Azul marino demasiado oscuro: cuando la elegancia carece de brillo.
El azul oscuro suele considerarse una alternativa segura al negro… pero puede producir un efecto similar cuando está muy saturado. El resultado: la tez se ve menos uniforme, menos radiante, como si la luz ya no se reflejara correctamente. Para mantener su elegancia sin perder luminosidad, opta por azules más brillantes: azul rey, índigo, azul pavo real… auténticos aliados para un brillo saludable.
Tonos pastel: suaves sobre el papel, menos favorecedores sobre la piel.

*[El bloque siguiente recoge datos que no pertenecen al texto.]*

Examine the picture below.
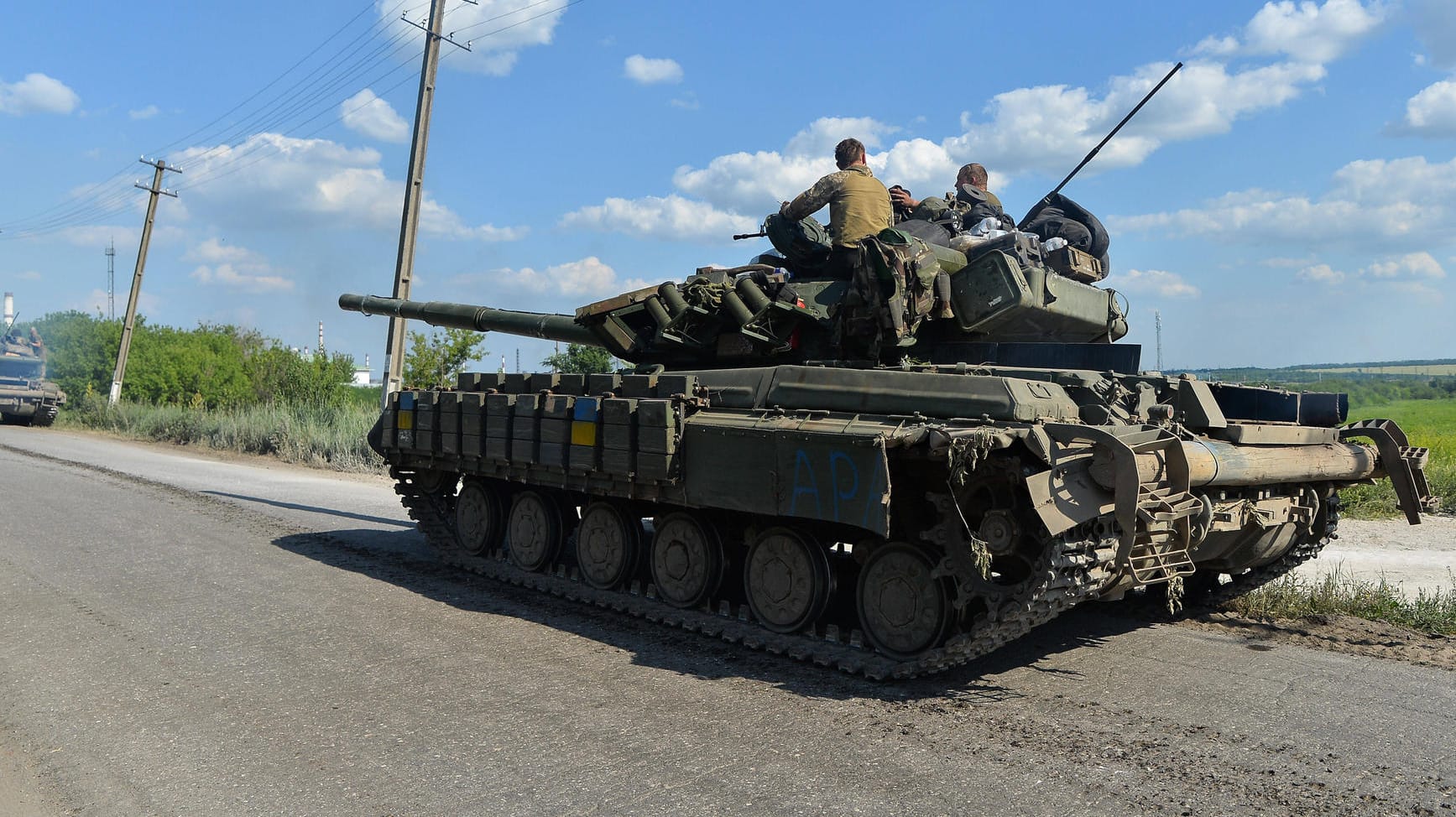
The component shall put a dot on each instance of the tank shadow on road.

Evocan helados de verano, suéteres ligeros y la llegada del buen tiempo. Sin embargo, a veces los tonos pastel ofrecen poco contraste con la piel, dando un aspecto algo cansado. No hay necesidad de descartarlos: se pueden usar en pequeños detalles, en accesorios, o puedes optar por versiones un poco más atrevidas como un rosa frambuesa claro o un azul cielo vibrante.

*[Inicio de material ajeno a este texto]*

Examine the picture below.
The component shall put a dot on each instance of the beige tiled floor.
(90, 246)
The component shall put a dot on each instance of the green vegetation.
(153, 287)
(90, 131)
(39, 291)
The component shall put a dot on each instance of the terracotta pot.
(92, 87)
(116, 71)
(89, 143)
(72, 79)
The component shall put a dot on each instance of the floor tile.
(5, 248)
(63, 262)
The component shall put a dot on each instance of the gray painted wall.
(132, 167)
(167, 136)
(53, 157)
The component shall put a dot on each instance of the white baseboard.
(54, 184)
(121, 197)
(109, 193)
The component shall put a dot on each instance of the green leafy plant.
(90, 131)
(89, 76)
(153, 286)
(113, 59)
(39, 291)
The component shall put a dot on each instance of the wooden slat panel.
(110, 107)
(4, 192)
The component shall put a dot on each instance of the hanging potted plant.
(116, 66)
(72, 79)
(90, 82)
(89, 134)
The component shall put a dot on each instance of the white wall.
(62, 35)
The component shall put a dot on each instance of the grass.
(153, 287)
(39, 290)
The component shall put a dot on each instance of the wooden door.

Verde caqui: de moda, sí… favorecedor, no siempre.
Muy de moda en las últimas temporadas, el caqui aporta personalidad a cualquier atuendo, pero puede hacer que los rasgos parezcan duros si carece de luminosidad. Algunas tez se ven un poco apagadas, como si el color absorbiera la luz. Una solución sencilla es optar por verdes más frescos: verde salvia, verde oliva claro o verde esmeralda, que aportan profundidad y luminosidad al instante.
Colores neón: llenos de energía… a veces demasiada.
Brillantes, divertidos e innegablemente modernos, los tonos neón captan la atención al instante. Sin embargo, su intensidad crea un fuerte contraste con el rostro, a veces acentuando rasgos que preferirías suavizar. Si te encanta su energía vibrante, opta por accesorios (bolsos, zapatos, pañuelos) para disfrutar de su dinamismo sin que saturen tu tez.